Today, Bloomberg favors direct-sold advertising coupled with a subscription-based model.
It’s not that open programmatic is conceptually problematic, she says on this week’s episode of AdExchanger Talks. But, in practice, third-party tags lead to latency on the page and a tendency toward ad clutter. The pricing is highly variable, and publishers have little control over the ad creative.
For Bloomberg Media, this produced an on-site experience that felt out of sync with the premium nature of its editorial product, Cook says.
Still, open programmatic isn’t necessarily off the table forever, she says, but there would have to be “a lot of improvements” across the online ad ecosystem before Bloomberg would even consider reversing its course.
Meanwhile, Bloomberg has amassed more than half a million subscribers and typically sells out of display inventory without needing to lean on open programmatic demand.
Related to its decision to shut off third-party ads, Bloomberg also launched its own first-party data platform and stopped using content recommendation vendors, including Taboola.
Many publishers have arguably become addicted to their rev share agreements with the likes of Taboola and Outbrain. Together they pay out hundreds of millions of dollars to pubs every year in exchange for placing native ads (aka chumboxes) on their websites.
But for Bloomberg Media, it doesn’t make sense to prioritize subscriptions, as it’s doing, while also using vendors that serve to drive traffic away from its own website.

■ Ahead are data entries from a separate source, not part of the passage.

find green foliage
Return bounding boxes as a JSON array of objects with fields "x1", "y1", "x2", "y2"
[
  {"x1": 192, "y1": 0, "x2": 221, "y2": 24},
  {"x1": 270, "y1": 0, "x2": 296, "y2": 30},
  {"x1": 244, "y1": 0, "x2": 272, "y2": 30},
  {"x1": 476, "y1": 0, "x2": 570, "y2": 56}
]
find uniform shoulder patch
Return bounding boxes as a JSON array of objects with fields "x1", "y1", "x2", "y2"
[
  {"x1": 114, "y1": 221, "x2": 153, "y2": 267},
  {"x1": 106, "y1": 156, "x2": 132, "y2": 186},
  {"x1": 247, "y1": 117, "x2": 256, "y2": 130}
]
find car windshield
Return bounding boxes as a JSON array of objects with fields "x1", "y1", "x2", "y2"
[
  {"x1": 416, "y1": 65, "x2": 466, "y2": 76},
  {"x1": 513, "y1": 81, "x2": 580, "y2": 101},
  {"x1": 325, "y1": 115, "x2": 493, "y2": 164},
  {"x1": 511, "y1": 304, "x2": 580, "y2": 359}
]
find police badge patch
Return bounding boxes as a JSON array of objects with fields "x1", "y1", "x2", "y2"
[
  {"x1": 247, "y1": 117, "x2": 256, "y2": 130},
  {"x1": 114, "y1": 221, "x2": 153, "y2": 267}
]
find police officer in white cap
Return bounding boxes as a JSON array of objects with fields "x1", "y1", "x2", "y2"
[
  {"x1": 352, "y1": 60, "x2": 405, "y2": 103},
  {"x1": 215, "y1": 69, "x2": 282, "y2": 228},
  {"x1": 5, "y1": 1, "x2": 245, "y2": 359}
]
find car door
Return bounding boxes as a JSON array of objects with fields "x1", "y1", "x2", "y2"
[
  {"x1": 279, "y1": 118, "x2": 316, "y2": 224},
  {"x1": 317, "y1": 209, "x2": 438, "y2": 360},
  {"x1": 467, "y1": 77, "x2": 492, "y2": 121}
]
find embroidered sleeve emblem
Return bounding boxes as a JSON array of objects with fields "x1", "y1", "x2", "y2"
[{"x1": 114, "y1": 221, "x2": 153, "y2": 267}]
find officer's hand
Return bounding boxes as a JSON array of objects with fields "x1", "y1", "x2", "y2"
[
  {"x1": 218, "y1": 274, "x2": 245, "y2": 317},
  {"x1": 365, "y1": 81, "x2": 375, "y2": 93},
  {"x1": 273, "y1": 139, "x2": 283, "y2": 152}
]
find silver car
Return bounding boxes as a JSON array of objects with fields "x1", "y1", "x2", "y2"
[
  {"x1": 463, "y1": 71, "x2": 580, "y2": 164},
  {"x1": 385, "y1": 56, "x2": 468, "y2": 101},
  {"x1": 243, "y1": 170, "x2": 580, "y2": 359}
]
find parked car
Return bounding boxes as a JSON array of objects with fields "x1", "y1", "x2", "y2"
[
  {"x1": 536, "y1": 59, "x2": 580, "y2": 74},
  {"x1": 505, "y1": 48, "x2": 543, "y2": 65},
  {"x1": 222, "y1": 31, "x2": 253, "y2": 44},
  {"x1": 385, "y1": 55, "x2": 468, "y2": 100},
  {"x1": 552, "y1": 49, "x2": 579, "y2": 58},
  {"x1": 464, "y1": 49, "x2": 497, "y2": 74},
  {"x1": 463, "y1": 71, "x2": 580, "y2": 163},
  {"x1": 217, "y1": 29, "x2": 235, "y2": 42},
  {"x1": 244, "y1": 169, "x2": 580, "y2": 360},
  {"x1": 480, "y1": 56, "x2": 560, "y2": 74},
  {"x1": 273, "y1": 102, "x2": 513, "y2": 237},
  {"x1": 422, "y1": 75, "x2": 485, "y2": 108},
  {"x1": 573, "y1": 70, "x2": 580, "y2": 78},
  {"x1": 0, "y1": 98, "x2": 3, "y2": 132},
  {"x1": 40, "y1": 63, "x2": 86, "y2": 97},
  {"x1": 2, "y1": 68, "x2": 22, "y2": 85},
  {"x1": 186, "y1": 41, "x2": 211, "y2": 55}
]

People “aren’t paying us to come to our site and get bounced out to some other content,” Cook says. “For any loss in revenue that we have from that, we have more than enough opportunities in a tighter, clean experience for our consumers that’s way better for our advertisers.”
Also in this episode: A deep dive on Bloomberg Media’s first-party data strategy, advertiser sentiment in the face of economic volatility, brand safety and the news, balancing ads with subscriptions, diversifying revenue with live events and Cook’s career path not taken.